Provide Actionable Suggestions

When providing constructive feedback, following up with actionable suggestions is critical. Offer support and resources for improvement in the areas discussed and a clear plan for moving forward. 

Be open to revising performance goals or expectations if necessary, as collaboration will make responding to the performance review feel more inclusive. 

Emotional Support 

If an employee is upset about a critical performance review, providing emotional support can reassure them that the purpose of reviews is to help them improve, not tear them down. Show empathy and understanding in response to their concerns. 

This is also an important time to offer resources for stress management or counseling if needed and reiterate commitment to the employee’s growth and success. 

Follow-Up and Documentation 

After the performance review, summarize the conversation in writing and share it with the employee so that both parties have a record of what was discussed. 

Establish a timeline for a follow-up meeting and progress updates and document any agreed-upon changes to the performance review or goals. Change won’t always happen overnight, but providing the right feedback and encouragement will help employees improve their performance and achieve their career goals.

Continuous Improvement 

Finally, make a commitment to working toward continuous improvement of performance reviews. Reflect on employee feedback and evaluate and refine the process to prevent future issues. 

Encourage a culture of open communication and feedback within the organization in which management addresses employee concerns proactively. After all, there are many benefits to turning upset employees into engaged and motivated team members. 

Investing in performance management training can equip management to ensure constructive and beneficial performance discussions for all parties.


How can managers balance being empathetic with maintaining performance standards during performance review discussions with upset employees?

Finding the right balance involves acknowledging emotions while also emphasizing the importance of meeting expectations for an employee’s performance. Managers should aim to motivate and support employees in achieving those standards.

Are there cultural differences in how employees respond to a poor performance review, and how should those be addressed?

Yes, cultural norms and expectations can influence how employees react to feedback. Managers should be culturally sensitive and adapt their approach to accommodate different cultural perspectives on feedback and evaluation.

What should be done if an upset employee insists on bringing a union representative or legal counsel to the performance appraisal?

In such cases, complying with legal requirements and company policies is crucial. HR should be involved to ensure proper procedures are followed and the discussion remains productive.

Can upset employees' negative emotions impact team dynamics and overall productivity?

Yes, unresolved issues with performance reviews can lead to decreased morale and productivity among the affected employee and their team members. Addressing the employee’s concerns promptly is essential to maintaining a healthy work environment.

How can an organization create a feedback culture that reduces the likelihood of employees becoming upset during performance reviews?

Fostering a feedback culture involves ongoing communication, regular check-ins, and training for managers and employees on constructively giving and receiving feedback.

Can an employee's personal life or external factors influence their reaction to a performance review?
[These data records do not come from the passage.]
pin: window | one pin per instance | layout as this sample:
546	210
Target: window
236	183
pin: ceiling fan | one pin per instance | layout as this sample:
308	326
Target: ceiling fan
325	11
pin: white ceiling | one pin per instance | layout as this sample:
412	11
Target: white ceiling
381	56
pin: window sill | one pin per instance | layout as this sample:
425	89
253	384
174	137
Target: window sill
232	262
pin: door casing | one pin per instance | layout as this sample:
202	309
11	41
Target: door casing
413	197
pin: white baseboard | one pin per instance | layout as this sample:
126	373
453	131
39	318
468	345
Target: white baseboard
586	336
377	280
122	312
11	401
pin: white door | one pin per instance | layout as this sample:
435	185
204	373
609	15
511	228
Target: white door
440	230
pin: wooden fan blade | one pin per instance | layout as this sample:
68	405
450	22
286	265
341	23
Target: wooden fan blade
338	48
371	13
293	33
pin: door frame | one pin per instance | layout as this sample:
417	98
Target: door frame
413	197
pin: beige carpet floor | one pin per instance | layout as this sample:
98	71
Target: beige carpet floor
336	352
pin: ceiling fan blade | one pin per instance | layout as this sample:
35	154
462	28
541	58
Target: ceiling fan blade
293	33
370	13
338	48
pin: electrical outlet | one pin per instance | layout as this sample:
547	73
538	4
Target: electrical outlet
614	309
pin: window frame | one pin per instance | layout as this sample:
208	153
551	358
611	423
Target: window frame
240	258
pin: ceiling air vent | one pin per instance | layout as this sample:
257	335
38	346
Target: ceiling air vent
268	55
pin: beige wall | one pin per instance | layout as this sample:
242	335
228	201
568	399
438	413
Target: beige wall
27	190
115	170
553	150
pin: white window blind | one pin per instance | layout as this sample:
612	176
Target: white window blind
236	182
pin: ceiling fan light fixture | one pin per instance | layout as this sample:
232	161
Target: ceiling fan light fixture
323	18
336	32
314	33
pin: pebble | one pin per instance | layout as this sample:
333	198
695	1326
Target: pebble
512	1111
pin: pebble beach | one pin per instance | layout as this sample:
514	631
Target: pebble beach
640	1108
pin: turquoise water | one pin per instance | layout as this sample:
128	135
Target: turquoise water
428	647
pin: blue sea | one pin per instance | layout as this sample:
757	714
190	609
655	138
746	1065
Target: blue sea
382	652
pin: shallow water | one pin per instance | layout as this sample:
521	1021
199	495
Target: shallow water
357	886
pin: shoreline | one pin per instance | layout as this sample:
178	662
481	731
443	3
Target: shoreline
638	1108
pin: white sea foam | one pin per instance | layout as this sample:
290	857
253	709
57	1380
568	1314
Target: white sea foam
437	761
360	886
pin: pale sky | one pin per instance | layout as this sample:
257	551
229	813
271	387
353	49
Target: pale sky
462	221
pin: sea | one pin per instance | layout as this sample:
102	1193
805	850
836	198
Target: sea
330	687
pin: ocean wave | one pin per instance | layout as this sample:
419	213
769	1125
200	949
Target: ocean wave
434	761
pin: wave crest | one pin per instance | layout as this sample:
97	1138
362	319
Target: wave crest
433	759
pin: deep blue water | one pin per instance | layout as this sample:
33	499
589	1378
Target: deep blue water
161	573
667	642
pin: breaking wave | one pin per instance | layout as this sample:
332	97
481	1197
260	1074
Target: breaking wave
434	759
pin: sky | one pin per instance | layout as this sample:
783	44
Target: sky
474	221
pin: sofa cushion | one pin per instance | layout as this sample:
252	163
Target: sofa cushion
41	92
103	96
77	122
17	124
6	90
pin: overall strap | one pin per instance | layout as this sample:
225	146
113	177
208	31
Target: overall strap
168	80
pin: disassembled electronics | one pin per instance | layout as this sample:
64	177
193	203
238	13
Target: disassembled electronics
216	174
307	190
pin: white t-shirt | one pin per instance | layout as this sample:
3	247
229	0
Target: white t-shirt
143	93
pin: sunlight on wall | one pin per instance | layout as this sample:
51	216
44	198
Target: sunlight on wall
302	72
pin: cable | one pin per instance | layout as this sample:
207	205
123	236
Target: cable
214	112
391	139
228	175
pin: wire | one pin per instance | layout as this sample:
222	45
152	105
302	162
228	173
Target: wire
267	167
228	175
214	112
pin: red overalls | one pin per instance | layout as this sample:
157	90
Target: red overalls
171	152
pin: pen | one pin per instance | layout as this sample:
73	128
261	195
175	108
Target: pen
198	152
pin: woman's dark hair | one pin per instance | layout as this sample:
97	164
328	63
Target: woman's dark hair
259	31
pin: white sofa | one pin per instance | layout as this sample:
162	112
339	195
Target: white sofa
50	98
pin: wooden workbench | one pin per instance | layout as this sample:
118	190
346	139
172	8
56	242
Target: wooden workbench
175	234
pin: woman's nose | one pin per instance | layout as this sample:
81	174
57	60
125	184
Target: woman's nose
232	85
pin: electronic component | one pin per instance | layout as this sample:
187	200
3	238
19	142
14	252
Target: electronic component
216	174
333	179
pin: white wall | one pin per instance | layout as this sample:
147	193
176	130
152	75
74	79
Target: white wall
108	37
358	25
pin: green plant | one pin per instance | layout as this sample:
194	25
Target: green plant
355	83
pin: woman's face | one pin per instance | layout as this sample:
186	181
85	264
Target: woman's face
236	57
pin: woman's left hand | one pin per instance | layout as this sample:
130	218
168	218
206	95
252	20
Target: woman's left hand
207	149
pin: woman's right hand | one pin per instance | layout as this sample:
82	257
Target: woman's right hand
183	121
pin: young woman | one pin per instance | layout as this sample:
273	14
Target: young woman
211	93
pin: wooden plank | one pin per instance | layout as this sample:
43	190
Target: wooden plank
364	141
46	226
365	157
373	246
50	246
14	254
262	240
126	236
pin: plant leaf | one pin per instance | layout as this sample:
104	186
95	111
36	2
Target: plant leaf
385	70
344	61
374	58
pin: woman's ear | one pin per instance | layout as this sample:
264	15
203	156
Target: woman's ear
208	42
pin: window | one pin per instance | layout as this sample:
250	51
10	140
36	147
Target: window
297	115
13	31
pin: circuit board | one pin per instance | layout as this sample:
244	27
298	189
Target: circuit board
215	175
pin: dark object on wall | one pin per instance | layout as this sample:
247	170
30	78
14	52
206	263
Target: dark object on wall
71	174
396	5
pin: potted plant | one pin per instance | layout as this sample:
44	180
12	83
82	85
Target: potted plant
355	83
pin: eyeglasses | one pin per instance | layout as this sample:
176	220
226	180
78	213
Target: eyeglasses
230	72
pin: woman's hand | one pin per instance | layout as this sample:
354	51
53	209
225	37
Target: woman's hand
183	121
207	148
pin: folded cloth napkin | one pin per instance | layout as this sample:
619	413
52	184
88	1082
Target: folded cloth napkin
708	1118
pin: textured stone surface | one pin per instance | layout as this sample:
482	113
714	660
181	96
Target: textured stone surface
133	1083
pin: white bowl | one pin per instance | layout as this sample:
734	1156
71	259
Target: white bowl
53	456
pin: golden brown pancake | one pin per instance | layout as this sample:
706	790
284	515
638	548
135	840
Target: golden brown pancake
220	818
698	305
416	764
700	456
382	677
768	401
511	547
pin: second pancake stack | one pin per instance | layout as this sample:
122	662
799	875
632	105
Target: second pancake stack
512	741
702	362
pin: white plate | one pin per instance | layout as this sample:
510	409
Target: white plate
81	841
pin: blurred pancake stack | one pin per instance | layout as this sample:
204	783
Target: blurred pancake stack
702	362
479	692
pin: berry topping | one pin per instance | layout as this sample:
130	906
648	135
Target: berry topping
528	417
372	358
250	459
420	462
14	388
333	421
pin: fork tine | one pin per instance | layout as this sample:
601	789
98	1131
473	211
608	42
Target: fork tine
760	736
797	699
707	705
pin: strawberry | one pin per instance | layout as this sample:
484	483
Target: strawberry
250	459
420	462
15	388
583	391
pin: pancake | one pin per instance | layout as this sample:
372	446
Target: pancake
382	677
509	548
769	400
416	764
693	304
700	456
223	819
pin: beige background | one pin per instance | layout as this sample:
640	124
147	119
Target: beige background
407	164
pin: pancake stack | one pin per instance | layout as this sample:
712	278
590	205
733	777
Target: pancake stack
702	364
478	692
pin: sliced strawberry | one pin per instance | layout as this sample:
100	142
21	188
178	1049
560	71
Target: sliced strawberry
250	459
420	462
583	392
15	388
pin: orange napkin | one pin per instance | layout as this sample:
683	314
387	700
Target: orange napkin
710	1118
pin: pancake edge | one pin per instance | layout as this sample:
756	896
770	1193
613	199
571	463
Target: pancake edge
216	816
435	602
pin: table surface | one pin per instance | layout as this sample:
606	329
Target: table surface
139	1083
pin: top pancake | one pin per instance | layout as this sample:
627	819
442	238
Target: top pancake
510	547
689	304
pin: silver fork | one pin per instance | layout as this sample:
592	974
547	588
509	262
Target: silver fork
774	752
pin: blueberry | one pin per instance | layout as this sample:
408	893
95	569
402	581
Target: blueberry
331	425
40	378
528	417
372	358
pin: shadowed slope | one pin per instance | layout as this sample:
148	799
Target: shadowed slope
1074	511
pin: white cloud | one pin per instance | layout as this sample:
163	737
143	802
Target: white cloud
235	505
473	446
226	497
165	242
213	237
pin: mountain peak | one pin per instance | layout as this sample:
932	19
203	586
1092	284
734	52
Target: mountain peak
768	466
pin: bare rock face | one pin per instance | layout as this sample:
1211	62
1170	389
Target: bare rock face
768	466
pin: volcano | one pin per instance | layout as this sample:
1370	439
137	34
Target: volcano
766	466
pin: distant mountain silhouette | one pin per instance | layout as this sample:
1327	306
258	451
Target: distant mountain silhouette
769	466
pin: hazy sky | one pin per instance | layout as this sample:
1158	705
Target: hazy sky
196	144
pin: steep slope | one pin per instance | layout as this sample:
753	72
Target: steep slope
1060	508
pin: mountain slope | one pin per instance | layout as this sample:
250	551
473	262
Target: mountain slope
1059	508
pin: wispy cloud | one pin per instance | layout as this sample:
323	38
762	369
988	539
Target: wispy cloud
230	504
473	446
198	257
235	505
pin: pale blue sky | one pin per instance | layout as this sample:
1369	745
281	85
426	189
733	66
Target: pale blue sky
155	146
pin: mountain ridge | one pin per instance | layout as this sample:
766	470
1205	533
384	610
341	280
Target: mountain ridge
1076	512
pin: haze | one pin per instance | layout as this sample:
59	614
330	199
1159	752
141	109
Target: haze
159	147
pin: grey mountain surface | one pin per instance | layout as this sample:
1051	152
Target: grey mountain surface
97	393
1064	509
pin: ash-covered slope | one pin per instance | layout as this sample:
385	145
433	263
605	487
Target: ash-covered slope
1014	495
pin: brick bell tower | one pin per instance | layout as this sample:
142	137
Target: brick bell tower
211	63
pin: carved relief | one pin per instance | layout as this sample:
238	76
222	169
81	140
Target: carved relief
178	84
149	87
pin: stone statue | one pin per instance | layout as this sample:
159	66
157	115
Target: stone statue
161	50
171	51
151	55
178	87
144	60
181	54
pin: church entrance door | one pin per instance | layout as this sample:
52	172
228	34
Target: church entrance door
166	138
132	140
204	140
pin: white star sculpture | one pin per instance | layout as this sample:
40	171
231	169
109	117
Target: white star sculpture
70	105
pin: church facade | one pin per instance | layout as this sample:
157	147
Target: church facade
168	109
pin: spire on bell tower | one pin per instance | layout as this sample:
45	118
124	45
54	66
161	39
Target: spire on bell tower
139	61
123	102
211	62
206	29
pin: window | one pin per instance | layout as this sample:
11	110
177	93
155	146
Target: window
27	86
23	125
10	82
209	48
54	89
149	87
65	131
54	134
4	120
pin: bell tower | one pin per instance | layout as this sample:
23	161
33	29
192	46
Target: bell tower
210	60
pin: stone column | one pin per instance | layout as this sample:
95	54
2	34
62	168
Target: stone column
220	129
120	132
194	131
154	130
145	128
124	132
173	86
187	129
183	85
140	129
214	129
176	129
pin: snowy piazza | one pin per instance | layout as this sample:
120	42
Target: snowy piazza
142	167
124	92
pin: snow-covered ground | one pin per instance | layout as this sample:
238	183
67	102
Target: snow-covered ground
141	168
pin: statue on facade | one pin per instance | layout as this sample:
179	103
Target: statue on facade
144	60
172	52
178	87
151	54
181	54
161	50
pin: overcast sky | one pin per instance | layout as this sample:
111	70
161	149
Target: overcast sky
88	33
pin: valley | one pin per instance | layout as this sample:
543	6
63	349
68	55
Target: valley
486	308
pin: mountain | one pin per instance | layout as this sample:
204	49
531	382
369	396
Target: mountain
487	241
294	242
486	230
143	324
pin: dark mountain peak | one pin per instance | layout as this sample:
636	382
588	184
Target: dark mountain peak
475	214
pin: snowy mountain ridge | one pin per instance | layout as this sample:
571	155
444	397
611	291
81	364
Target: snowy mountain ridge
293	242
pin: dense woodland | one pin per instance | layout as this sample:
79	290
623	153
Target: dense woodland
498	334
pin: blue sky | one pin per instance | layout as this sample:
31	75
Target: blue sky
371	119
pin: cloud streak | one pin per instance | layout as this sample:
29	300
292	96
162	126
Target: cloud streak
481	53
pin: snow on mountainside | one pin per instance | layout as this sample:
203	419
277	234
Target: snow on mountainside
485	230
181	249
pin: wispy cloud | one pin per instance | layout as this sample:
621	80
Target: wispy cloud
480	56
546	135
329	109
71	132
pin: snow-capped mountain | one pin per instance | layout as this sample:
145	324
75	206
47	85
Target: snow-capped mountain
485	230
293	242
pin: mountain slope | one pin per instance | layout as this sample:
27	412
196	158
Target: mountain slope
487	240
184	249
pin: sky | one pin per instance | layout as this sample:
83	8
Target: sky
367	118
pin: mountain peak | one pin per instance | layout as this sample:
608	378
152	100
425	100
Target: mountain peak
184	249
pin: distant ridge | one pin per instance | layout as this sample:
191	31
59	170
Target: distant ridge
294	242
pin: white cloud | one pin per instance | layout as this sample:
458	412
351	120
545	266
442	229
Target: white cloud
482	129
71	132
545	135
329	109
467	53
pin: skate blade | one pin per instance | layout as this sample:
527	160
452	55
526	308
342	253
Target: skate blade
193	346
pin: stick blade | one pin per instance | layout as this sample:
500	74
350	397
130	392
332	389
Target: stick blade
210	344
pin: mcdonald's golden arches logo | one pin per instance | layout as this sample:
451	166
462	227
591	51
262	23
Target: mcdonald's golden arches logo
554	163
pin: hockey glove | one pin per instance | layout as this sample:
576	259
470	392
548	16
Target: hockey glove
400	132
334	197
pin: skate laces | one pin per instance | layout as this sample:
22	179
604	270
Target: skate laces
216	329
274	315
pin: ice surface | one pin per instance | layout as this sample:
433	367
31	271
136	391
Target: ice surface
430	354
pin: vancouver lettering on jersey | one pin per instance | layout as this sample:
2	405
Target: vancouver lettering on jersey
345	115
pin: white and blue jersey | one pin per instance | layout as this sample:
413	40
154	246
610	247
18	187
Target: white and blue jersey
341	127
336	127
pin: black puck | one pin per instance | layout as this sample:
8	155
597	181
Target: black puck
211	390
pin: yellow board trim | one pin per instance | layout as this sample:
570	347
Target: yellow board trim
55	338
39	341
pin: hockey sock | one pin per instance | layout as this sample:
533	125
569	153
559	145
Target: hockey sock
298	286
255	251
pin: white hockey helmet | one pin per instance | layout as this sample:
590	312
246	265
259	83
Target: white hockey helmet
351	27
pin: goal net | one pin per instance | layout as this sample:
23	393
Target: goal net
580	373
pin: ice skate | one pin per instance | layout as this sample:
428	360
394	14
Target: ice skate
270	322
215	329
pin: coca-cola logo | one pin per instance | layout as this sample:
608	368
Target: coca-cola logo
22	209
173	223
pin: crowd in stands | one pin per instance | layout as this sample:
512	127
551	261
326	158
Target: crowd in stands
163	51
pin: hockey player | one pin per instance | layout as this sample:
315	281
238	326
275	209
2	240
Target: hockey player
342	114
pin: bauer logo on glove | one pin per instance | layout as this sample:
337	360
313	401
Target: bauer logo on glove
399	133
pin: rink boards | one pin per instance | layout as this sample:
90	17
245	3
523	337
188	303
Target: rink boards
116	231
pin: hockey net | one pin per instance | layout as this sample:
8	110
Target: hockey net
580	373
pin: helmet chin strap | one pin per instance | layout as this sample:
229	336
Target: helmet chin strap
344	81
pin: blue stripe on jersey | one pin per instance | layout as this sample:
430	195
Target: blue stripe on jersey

Personal issues or external stressors can affect an employee’s emotional response to a performance review. Managers should be sensitive to these factors and offer support where appropriate.

Can the timing of performance reviews influence how upset employees react to them?

Yes, the timing of performance reviews can impact employee reactions. For example, conducting reviews during a particularly stressful period for the employee or the organization may lead to heightened emotions. Try to deliver constructive criticism during a less stressful time of year, or at least toward the end of the week to give employees time to process direct negative feedback.